Turning this from a documentary or lecture into a bona fide stage play was Callow the actor. He presented the biographical matter dramatically enough, but it was his slipping into Shakespearean characters, clambering onto a two-step platform on the stage holding a few props, such as a sword, a crown, and a globe, that created an entertaining evening of theater. The balcony scene from Romeo and Juliet was charming with the two inexperienced lovers stumbling into romance.
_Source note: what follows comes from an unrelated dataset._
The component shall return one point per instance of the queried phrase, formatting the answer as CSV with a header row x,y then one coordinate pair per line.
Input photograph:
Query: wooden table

Falstaff’s soliloquy on honor was hilarious with its repetitions of a clipped “no.” Anne Hathaway’s seduction of young Will, represented by lines from Venus and Adonis—“Feed where thou wilt, on mountain or in dale: Graze on my lips; and if those hills be dry, stray lower, where the pleasant fountains lie”—got the winking treatment in Callow’s voice and body language.

The performance drew to a quick end with the seventh stage, mere oblivion—which is befitting mere oblivion, I guess. Shakespeare couldn’t very well write about it after experiencing it. But upon Shakespeare’s burial in the country town where lived the sprites and fairies of Shakespeare’s youth, Callow called on his Puck, who “am sent with broom before to sweep the dust behind the door” to bless the house and “[follow] darkness like a dream.” This play was a life, from birth to death, with no discussion of the growing legacy that Shakespeare enjoyed after his mortal life ended in 1616. Puck, however, the sprite Shakespeare would have known so well as a child, stood for that legacy. Shakespeare the man was a product of his life and times. His imagination proved immortal.